Kamloops council reviews recent shelter-use, potential BC Housing MOU and complex care needs

Jan 25, 2022 | 4:46 PM

KAMLOOPS — A recent report from the City of Kamloops notes shelter use over the last several weeks has been high.

When temperatures dropped in December’s cold snap, Kamloops’ Social, Housing, and Community Development Manager Carmin Mazzotta says the shelter system was expanded from its capacity of 153 beds.

“At the peak during that recent extreme weather event, there were 201 people accessing shelter on a given night. And over the course of the extreme weather event, it averaged out about 196 people during the peak week,” Mazzotta says.

Heading into February and March, the shelter at Memorial Arena will be dissolved into other sites.
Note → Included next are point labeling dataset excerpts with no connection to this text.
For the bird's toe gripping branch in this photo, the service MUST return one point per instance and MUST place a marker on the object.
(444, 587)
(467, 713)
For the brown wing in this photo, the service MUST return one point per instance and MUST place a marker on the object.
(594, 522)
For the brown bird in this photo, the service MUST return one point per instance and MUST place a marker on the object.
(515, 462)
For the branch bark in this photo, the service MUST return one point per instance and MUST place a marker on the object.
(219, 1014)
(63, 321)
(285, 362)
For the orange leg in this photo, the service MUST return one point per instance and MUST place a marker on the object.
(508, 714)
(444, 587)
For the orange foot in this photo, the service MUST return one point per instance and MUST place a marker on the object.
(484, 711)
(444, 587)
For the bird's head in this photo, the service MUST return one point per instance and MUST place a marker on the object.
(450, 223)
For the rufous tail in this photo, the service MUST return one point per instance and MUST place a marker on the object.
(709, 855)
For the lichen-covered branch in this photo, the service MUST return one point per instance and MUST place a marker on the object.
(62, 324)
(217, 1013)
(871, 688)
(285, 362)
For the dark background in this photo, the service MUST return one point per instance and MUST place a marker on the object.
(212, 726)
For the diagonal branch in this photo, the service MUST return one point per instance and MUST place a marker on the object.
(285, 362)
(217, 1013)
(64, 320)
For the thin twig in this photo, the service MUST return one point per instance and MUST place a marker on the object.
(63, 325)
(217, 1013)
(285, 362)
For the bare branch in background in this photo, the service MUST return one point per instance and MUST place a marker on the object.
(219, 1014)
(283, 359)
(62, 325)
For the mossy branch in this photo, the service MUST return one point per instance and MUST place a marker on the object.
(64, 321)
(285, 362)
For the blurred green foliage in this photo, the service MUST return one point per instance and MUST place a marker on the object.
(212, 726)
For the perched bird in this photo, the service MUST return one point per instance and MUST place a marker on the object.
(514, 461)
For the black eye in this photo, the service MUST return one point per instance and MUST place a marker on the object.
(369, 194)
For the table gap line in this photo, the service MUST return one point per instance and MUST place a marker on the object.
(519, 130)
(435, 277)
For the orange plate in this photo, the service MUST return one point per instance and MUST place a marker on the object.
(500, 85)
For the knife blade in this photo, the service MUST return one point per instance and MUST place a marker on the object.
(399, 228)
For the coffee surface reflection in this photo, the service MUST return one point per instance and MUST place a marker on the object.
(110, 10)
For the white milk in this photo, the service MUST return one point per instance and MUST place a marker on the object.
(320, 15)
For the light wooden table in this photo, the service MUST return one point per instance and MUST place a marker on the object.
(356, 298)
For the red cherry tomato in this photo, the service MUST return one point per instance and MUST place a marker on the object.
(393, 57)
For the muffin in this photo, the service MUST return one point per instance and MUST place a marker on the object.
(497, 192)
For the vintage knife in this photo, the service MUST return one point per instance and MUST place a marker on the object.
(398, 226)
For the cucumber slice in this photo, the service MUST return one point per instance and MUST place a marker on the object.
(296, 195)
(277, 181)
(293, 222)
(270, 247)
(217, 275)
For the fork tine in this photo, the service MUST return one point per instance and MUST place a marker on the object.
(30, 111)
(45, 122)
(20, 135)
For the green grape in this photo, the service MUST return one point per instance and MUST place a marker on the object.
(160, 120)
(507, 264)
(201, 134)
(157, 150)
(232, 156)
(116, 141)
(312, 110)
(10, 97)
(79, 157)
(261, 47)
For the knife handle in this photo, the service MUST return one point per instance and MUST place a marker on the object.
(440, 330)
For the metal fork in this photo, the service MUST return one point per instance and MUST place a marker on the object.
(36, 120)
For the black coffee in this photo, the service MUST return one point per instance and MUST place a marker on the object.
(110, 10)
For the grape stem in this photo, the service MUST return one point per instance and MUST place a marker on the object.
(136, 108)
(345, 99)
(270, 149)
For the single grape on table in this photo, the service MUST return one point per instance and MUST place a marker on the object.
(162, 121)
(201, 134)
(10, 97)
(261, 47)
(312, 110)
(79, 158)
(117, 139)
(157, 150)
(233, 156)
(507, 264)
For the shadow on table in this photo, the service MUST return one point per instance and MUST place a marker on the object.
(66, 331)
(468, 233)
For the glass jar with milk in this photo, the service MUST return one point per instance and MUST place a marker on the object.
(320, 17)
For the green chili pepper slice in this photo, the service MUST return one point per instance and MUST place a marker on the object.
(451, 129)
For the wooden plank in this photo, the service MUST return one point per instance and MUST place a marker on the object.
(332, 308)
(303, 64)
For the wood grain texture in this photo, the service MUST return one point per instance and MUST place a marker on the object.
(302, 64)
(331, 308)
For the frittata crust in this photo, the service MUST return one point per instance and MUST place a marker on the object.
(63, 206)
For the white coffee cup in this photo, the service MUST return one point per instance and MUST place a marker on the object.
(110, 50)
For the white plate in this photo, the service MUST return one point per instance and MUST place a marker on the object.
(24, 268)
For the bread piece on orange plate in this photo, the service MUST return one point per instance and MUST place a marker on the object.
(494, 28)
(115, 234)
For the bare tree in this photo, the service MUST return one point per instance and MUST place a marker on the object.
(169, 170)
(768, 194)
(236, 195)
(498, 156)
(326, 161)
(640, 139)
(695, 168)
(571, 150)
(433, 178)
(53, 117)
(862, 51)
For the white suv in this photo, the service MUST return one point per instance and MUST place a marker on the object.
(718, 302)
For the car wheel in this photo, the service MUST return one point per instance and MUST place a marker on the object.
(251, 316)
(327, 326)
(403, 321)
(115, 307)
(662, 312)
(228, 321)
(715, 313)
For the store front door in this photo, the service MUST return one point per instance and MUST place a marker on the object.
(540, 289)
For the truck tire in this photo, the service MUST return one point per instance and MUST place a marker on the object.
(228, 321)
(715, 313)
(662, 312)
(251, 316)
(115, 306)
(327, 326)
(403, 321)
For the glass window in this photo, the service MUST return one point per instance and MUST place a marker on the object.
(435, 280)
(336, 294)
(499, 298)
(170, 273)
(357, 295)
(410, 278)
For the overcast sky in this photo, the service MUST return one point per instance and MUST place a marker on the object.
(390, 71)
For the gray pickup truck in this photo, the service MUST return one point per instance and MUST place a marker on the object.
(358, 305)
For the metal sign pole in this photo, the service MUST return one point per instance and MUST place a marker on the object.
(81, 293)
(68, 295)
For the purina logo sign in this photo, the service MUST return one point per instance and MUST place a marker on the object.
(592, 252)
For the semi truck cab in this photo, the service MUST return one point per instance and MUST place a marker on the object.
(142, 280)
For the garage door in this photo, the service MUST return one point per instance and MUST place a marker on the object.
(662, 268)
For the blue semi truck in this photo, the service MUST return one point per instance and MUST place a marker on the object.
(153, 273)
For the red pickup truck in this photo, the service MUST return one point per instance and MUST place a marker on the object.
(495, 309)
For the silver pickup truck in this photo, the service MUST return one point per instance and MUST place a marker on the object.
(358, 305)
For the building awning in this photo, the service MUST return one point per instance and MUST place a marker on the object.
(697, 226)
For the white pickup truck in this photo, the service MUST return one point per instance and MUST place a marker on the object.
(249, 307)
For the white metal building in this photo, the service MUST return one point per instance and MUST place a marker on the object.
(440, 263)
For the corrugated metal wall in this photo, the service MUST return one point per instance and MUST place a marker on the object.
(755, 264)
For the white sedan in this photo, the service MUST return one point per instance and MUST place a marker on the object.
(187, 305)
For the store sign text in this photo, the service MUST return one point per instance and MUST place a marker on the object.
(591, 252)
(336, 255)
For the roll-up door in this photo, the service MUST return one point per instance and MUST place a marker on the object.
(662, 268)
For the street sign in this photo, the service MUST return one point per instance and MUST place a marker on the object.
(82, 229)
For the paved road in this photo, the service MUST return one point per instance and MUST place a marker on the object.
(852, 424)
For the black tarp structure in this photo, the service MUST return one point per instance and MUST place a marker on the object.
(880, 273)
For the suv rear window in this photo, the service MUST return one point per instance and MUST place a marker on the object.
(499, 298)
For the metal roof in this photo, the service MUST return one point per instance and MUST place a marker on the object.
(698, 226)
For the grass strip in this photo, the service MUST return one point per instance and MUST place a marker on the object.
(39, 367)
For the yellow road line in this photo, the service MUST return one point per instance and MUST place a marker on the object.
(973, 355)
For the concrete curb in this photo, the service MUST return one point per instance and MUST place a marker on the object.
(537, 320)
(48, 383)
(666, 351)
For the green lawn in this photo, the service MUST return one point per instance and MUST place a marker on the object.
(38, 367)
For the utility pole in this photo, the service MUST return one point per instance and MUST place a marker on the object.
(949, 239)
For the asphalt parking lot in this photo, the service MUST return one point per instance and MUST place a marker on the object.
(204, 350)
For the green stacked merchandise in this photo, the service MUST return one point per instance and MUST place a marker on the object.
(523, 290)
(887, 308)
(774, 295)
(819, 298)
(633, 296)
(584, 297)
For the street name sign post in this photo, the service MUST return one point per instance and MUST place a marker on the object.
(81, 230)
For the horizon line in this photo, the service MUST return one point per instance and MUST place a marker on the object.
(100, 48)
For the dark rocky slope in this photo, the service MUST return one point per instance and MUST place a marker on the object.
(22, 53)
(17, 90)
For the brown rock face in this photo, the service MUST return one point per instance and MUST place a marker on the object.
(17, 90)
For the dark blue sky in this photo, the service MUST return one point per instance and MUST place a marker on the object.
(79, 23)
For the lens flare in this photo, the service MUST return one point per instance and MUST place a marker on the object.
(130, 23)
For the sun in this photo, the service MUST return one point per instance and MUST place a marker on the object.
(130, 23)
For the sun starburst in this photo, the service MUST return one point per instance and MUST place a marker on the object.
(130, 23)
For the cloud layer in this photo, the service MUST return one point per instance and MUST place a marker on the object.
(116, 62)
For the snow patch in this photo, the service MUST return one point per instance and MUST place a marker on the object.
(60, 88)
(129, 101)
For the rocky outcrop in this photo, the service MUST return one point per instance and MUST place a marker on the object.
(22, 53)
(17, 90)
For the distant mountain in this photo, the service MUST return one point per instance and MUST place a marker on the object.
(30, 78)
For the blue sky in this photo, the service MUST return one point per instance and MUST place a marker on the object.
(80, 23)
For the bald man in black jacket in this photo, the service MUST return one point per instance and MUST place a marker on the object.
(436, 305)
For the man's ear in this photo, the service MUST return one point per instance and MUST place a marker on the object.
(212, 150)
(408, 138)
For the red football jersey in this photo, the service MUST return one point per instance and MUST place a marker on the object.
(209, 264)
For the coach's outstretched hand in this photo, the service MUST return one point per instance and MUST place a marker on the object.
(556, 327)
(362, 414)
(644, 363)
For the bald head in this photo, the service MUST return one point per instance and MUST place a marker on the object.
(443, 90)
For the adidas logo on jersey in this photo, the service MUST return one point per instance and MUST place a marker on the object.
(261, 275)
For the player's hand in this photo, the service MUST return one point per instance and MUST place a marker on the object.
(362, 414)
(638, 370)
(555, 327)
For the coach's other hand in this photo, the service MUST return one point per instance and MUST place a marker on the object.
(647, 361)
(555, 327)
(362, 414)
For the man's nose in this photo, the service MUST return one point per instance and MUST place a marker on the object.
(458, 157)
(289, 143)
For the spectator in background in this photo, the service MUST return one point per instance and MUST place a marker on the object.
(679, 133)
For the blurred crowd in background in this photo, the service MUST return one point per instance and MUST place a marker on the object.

Mazzotta says there will be 50 beds available at Merit Place – located in the former Greyhound bus station – along with 40 beds out of Moira House on Kingston Avenue.

“There is still a need for year-round shelter spaces in the community,” Mazzotta adds. “This year, the city is going to be working with BC Housing on a shelter land use analysis and that’s going to be a map where we try to identify location criteria for where shelters could be located; what areas are suitable for future shelter sites?”

The shelter use report updating council is largely focused on shelter development, but also identifies a need for long-term housing options that will serve a variety of people.

“In the 2016 census, and the latest data is not out, 47 per cent of renters in Kamloops at that time were living in unaffordable housing,” Mazzotta explains. “So there is a massive need across the community for affordable rental housing.”

David Eby, B.C.’s Attorney General and the Minister Responsible for Housing, addressed council Tuesday (Jan. 25) about BC Housing’s work in Kamloops. Eby was asked about another facet of the housing and healthcare model: complex care for people who have overlapping mental-health or substance use challenges, trauma, and acquired brain injuries.

“There is a population of people that will not be successful in the supportive housing, we just know that as a matter of math and history. And that’s why I’m very supportive of Kamloops getting the complex care support that you need and deserve,” Eby says.

City staff are also working with BC Housing to establish a memorandum of understanding. This would clearly outline expectations from both the city and BC Housing when developing and operating shelters, housing, and complex care sites.

When asked when Kamloops would get its own complex care site, Minister Eby wasn’t able to provide timelines on exactly when that would happen but says Kamloops has been identified by the province as a priority city for it.

“I don’t know because it’s not directly in my ministry what Interior Health is thinking and what projects they are proposing. So I would encourage you to also reach out to your health authority to the extent that they’re able to respond right now, and to understand from them where their various proposals are at around complex care,” Eby says. “But rest assured that Kamloops has been identified as a priority at the provincial level.”